THE government is not keen on giving additional support to United Coconut Planters Bank beyond Dec. 31, 2018, Finance Secretary Carlos Dominguez III said over the weekend.
Dominguez said during a Manila Overseas Press Club forum held in Makati City the capital program for UCPB would expire at the end of 2018 and that the government would not extend it beyond that date.
“Well, the capital program of UCPB is expiring on Dec. 31, 2018 and we are not inclined to have it (extended)… I told them we are not planning to extend it, so that gives us our own internal deadline… It must be either sold or not sold,” Dominguez said.
He said the government was privatizing all its assets and speeding up the process. Among these assets are UCPB, the state-run Philippine Amusement and Gaming Corp. and the controversial Mile Long property in Makati City.
“We have a bank that is supposed to be in play for privatization, [UCPB] that is the bank… We will have a price for the bank without any support. We are supporting the bank at the moment… ,” he said.
Earlier, a number of bigger commercial banks expressed interest to acquire UCPB when news of its privatization broke out.

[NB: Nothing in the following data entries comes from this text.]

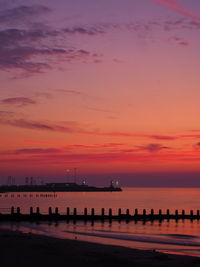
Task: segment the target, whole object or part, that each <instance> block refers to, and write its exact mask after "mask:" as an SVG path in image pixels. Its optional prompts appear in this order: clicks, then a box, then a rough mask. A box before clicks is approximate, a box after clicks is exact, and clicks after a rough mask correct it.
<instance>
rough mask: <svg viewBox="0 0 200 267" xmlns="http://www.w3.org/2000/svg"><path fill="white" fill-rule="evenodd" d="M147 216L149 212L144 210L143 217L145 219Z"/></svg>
mask: <svg viewBox="0 0 200 267" xmlns="http://www.w3.org/2000/svg"><path fill="white" fill-rule="evenodd" d="M146 215H147V211H146V210H145V209H143V216H144V217H145V216H146Z"/></svg>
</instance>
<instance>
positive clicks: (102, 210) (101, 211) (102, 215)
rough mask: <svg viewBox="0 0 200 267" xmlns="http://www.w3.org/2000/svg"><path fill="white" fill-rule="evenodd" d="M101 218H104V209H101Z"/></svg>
mask: <svg viewBox="0 0 200 267" xmlns="http://www.w3.org/2000/svg"><path fill="white" fill-rule="evenodd" d="M101 216H102V217H104V216H105V209H104V208H102V209H101Z"/></svg>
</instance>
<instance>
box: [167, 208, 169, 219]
mask: <svg viewBox="0 0 200 267" xmlns="http://www.w3.org/2000/svg"><path fill="white" fill-rule="evenodd" d="M169 216H170V212H169V209H167V217H168V218H169Z"/></svg>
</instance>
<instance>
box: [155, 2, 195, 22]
mask: <svg viewBox="0 0 200 267" xmlns="http://www.w3.org/2000/svg"><path fill="white" fill-rule="evenodd" d="M153 2H156V3H158V4H160V5H162V6H164V7H167V8H169V9H171V10H173V11H175V12H176V13H178V14H180V15H182V16H185V17H187V18H190V19H192V20H194V21H196V22H200V17H199V16H198V15H197V14H195V13H193V12H190V11H188V10H187V9H186V8H185V7H184V6H183V5H181V4H180V3H179V2H178V1H177V0H153Z"/></svg>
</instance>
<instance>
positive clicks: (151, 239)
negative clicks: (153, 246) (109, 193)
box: [63, 230, 200, 247]
mask: <svg viewBox="0 0 200 267" xmlns="http://www.w3.org/2000/svg"><path fill="white" fill-rule="evenodd" d="M63 232H65V233H70V234H77V235H84V236H93V237H101V238H112V239H119V240H126V241H133V242H134V241H136V242H146V243H157V244H167V245H178V246H193V247H198V246H200V242H192V241H188V240H179V239H177V240H174V239H168V238H163V236H161V237H160V238H159V237H155V236H152V235H143V236H141V235H135V234H131V235H128V234H127V235H124V234H123V235H122V234H121V233H120V232H119V233H117V234H116V233H113V232H112V233H108V234H103V233H99V232H98V231H96V232H79V231H75V232H74V231H68V230H65V231H63Z"/></svg>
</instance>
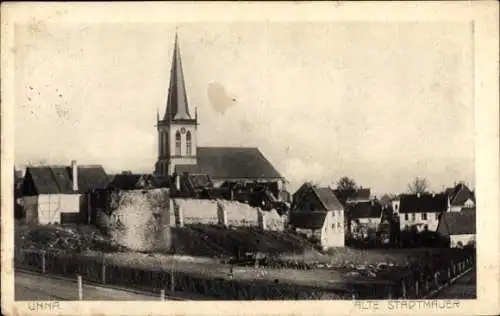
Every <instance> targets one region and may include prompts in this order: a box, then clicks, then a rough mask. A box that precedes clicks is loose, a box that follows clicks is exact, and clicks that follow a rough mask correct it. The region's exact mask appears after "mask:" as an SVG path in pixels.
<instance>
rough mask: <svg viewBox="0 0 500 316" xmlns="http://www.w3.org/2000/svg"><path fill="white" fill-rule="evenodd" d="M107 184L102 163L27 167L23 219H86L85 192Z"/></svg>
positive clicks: (50, 222) (85, 195)
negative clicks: (86, 164)
mask: <svg viewBox="0 0 500 316" xmlns="http://www.w3.org/2000/svg"><path fill="white" fill-rule="evenodd" d="M108 183H109V179H108V176H107V175H106V173H105V172H104V169H103V168H102V167H101V166H77V164H76V162H75V161H72V163H71V166H69V167H68V166H38V167H28V168H27V169H26V174H25V177H24V180H23V184H22V198H21V204H22V207H23V209H24V220H25V222H26V223H30V224H42V225H44V224H61V223H64V222H85V219H86V217H87V214H88V212H87V211H88V203H87V202H86V197H87V193H88V192H89V191H91V190H92V189H104V188H106V186H107V185H108Z"/></svg>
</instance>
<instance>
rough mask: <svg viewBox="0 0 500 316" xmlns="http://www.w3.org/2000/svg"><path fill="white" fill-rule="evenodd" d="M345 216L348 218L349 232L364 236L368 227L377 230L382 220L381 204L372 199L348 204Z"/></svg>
mask: <svg viewBox="0 0 500 316" xmlns="http://www.w3.org/2000/svg"><path fill="white" fill-rule="evenodd" d="M345 216H346V217H347V218H348V219H349V227H350V232H351V234H352V235H353V236H359V235H362V236H363V237H364V238H366V237H367V236H366V235H367V234H368V230H369V229H371V230H374V231H377V230H378V227H379V225H380V223H381V221H382V205H381V204H380V203H378V202H377V201H374V200H372V201H369V202H358V203H353V204H349V205H348V206H347V207H346V214H345Z"/></svg>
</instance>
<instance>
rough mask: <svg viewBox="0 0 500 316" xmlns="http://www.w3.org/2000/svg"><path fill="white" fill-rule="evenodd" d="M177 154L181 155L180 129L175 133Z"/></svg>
mask: <svg viewBox="0 0 500 316" xmlns="http://www.w3.org/2000/svg"><path fill="white" fill-rule="evenodd" d="M175 155H176V156H180V155H181V133H179V131H177V133H175Z"/></svg>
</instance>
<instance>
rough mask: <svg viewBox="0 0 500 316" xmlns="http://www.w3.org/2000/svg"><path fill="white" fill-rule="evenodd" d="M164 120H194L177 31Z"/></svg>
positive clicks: (175, 33) (165, 120) (166, 120)
mask: <svg viewBox="0 0 500 316" xmlns="http://www.w3.org/2000/svg"><path fill="white" fill-rule="evenodd" d="M163 120H165V121H176V120H192V118H191V115H190V114H189V105H188V100H187V95H186V86H185V82H184V72H183V69H182V61H181V52H180V49H179V39H178V35H177V30H176V31H175V42H174V53H173V57H172V67H171V70H170V86H169V89H168V98H167V109H166V111H165V116H164V117H163Z"/></svg>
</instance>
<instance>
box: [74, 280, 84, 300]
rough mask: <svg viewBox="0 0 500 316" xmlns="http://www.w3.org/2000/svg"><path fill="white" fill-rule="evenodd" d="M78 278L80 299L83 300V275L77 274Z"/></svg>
mask: <svg viewBox="0 0 500 316" xmlns="http://www.w3.org/2000/svg"><path fill="white" fill-rule="evenodd" d="M76 280H77V284H78V300H79V301H81V300H83V288H82V287H83V286H82V276H81V275H77V276H76Z"/></svg>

UCPB was placed under the supervision of the Governance Commission for Government-Owned and Controlled Corporation in March 2016.
The Supreme Court issued a temporary restraining order on June 30, 2016, setting aside Executive Orders 179 and 180 signed by President Benigno Aquino III in March 2015.

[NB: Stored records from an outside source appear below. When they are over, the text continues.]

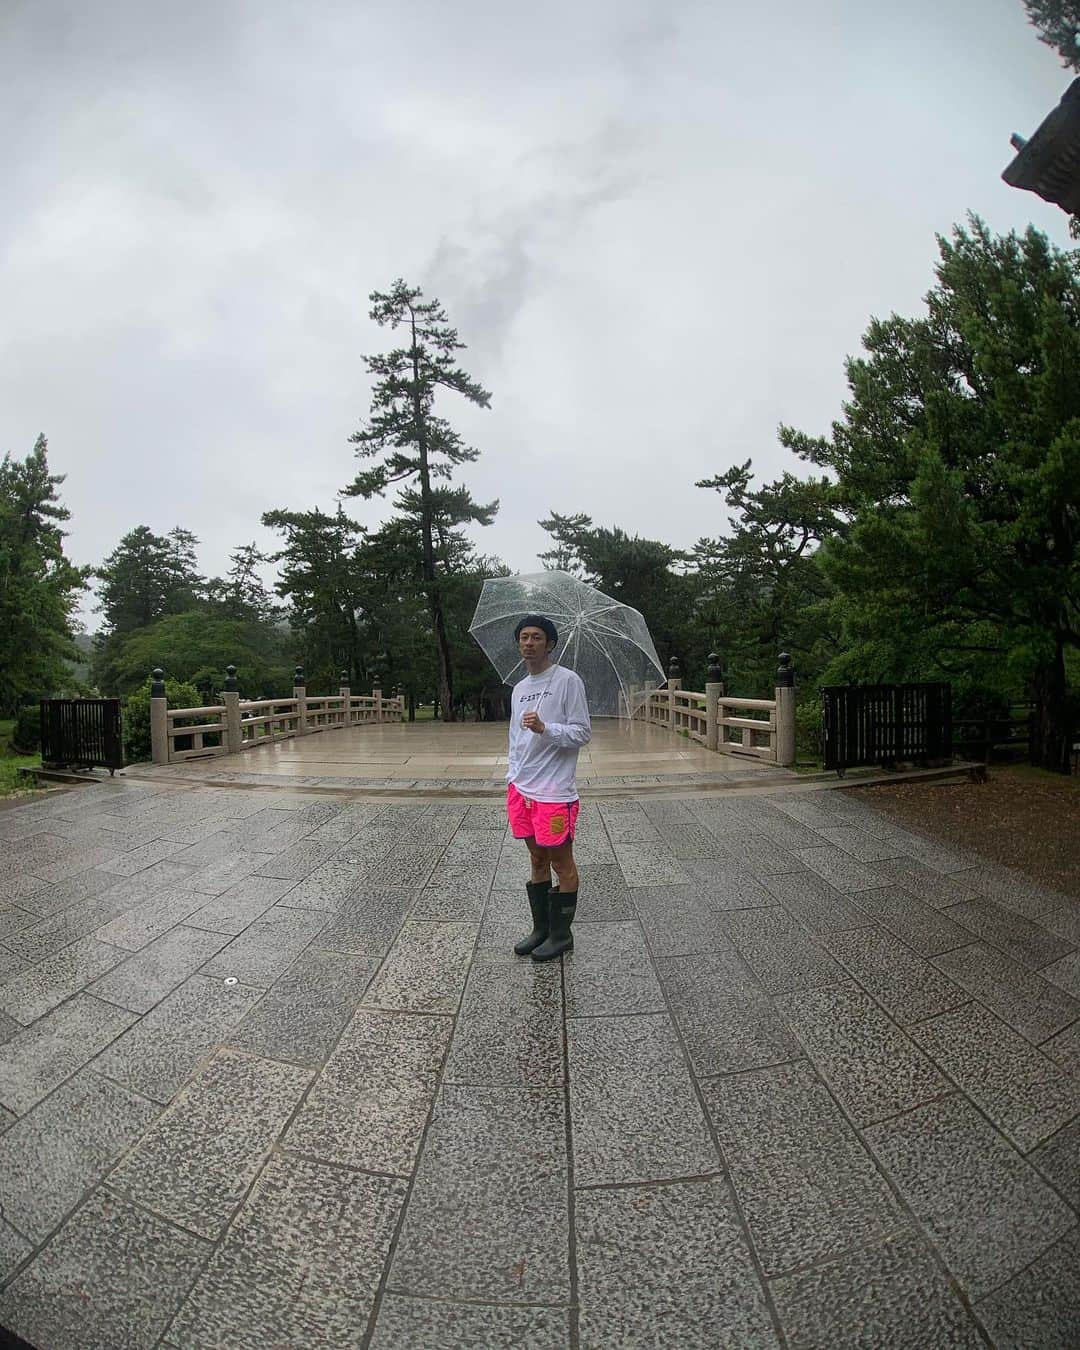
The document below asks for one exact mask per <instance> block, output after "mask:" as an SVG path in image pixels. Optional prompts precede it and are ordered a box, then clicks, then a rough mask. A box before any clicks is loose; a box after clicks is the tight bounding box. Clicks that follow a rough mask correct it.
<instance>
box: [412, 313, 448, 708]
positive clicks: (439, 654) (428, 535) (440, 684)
mask: <svg viewBox="0 0 1080 1350" xmlns="http://www.w3.org/2000/svg"><path fill="white" fill-rule="evenodd" d="M412 331H413V416H414V417H416V450H417V455H418V458H420V535H421V540H423V545H424V547H423V552H424V589H425V590H427V593H428V609H429V610H431V626H432V630H433V633H435V648H436V651H437V653H439V702H440V703H441V705H443V721H444V722H452V721H454V672H452V670H451V666H450V643H448V640H447V625H445V621H444V620H443V603H441V599H440V595H439V578H437V575H436V571H435V543H433V540H432V518H431V472H429V470H428V435H427V423H425V420H424V405H423V402H421V398H420V362H418V359H417V355H416V319H414V317H413V320H412Z"/></svg>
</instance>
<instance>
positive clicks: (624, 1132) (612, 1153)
mask: <svg viewBox="0 0 1080 1350" xmlns="http://www.w3.org/2000/svg"><path fill="white" fill-rule="evenodd" d="M567 1041H568V1053H570V1111H571V1119H572V1127H574V1141H575V1142H574V1166H575V1177H576V1184H578V1185H606V1184H612V1183H626V1181H659V1180H667V1179H675V1177H686V1176H697V1174H701V1173H706V1172H714V1170H717V1168H718V1166H720V1157H718V1154H717V1150H715V1145H714V1143H713V1141H711V1138H710V1135H709V1130H707V1127H706V1123H705V1118H703V1114H702V1110H701V1104H699V1102H698V1098H697V1095H695V1092H694V1088H693V1084H691V1080H690V1072H688V1066H687V1065H686V1062H684V1060H683V1056H682V1049H680V1046H679V1042H678V1038H676V1035H675V1027H674V1026H672V1023H671V1019H670V1017H668V1015H667V1014H655V1015H640V1017H639V1015H634V1017H618V1018H575V1019H572V1021H567Z"/></svg>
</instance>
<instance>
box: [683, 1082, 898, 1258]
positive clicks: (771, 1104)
mask: <svg viewBox="0 0 1080 1350" xmlns="http://www.w3.org/2000/svg"><path fill="white" fill-rule="evenodd" d="M702 1091H703V1095H705V1103H706V1106H707V1108H709V1115H710V1116H711V1119H713V1123H714V1126H715V1130H717V1139H718V1141H720V1146H721V1149H722V1152H724V1157H725V1161H726V1162H728V1166H729V1168H730V1174H732V1181H733V1184H734V1191H736V1195H737V1197H738V1200H740V1204H741V1207H742V1212H744V1214H745V1216H747V1222H748V1224H749V1230H751V1234H752V1235H753V1239H755V1243H756V1247H757V1253H759V1257H760V1261H761V1266H763V1269H764V1272H765V1274H767V1276H776V1274H783V1273H784V1272H788V1270H794V1269H796V1268H799V1266H805V1265H810V1264H813V1262H815V1261H823V1260H828V1258H829V1257H836V1255H838V1254H840V1253H841V1251H844V1250H845V1249H848V1247H855V1246H864V1245H867V1243H868V1242H873V1241H877V1239H880V1238H884V1237H887V1235H888V1234H890V1233H892V1231H894V1230H895V1228H896V1227H898V1224H899V1223H900V1220H902V1214H903V1211H902V1210H900V1208H899V1206H898V1203H896V1200H895V1199H894V1196H892V1192H891V1191H890V1188H888V1185H887V1184H886V1181H884V1179H883V1177H882V1174H880V1172H879V1170H877V1168H876V1166H875V1164H873V1161H872V1158H871V1156H869V1153H868V1152H867V1149H865V1145H864V1143H863V1142H861V1139H860V1138H859V1135H857V1134H856V1133H855V1130H853V1129H852V1126H850V1125H849V1123H848V1122H846V1120H845V1119H844V1116H842V1114H841V1111H840V1108H838V1107H837V1104H836V1102H834V1100H833V1099H832V1096H830V1095H829V1092H828V1089H826V1087H825V1084H823V1083H821V1080H819V1079H817V1077H815V1076H814V1073H813V1071H811V1069H810V1068H809V1065H806V1064H787V1065H780V1066H779V1068H769V1069H755V1071H752V1072H749V1073H738V1075H734V1076H732V1077H722V1079H710V1080H707V1081H706V1083H705V1084H703V1085H702Z"/></svg>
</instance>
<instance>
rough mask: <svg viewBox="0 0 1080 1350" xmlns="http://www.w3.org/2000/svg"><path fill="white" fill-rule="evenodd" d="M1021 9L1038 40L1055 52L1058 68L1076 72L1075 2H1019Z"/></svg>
mask: <svg viewBox="0 0 1080 1350" xmlns="http://www.w3.org/2000/svg"><path fill="white" fill-rule="evenodd" d="M1023 7H1025V9H1026V11H1027V18H1029V19H1030V20H1031V23H1033V24H1034V26H1035V28H1037V30H1038V35H1039V41H1041V42H1045V43H1046V46H1048V47H1053V49H1054V51H1057V54H1058V55H1060V57H1061V65H1062V66H1069V68H1071V69H1072V70H1080V41H1077V39H1080V3H1079V0H1023Z"/></svg>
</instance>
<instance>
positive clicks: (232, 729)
mask: <svg viewBox="0 0 1080 1350" xmlns="http://www.w3.org/2000/svg"><path fill="white" fill-rule="evenodd" d="M221 702H223V703H224V705H225V749H227V751H228V753H229V755H239V753H240V751H242V749H243V748H244V733H243V729H242V726H240V690H239V687H238V684H236V667H235V666H225V686H224V688H223V690H221Z"/></svg>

The Aquino directives ordered the UCPB privatization and the re-conveyance to the government of about P74.3 billion in coco levy funds.
The SC issued the TRO after a petition filed by the Confederation of Coconut Farmers’ Organizations of the Philippines Inc., which alleged the privatization would deny the coconut farmers of their right over the coco levy funds.

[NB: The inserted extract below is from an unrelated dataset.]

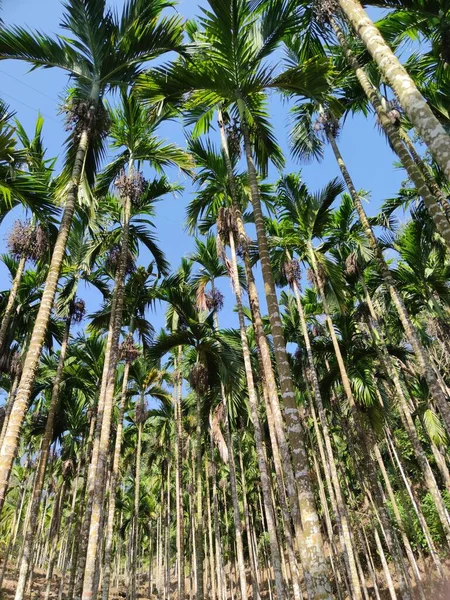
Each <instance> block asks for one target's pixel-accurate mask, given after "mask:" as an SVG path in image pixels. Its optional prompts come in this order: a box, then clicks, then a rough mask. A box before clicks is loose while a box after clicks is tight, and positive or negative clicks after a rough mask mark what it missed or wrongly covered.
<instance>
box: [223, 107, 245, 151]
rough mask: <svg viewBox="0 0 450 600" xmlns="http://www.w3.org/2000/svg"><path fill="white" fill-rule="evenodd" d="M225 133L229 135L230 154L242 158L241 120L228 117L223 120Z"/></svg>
mask: <svg viewBox="0 0 450 600" xmlns="http://www.w3.org/2000/svg"><path fill="white" fill-rule="evenodd" d="M223 124H224V128H225V133H226V135H227V141H228V148H229V150H230V154H232V155H233V156H236V158H239V157H240V156H241V142H242V130H241V126H240V124H239V119H238V118H236V117H234V118H230V117H228V119H227V120H225V119H224V120H223Z"/></svg>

UCPB was originally under the supervision of the Presidential Commission on Good Government when the agency was still litigating cases involving the bank. Former president Aquino approved the privatization of UCPB following the Supreme Court’s Jan 24, 2012 ruling that effectively made the bank a GOCC.
Proceeds from the UCPB sale under Executive Order No. 179 would be used by the government for the benefit of the coco farmers.
GCG said until the privatization is implemented, UCPB remains a GOCC that must comply with the corporate governance requirements.
But by the middle of September, the Supreme Court lifted the temporary restraining order it issued in 2015 that stalled the use of the P75-billion coconut levy fund.
In a 21-page decision, the SC said it lifted effective immediately the TRO it issued on June 30, 2015, alongside the voiding of four sections of the guidelines for utilization of the coco levy funds.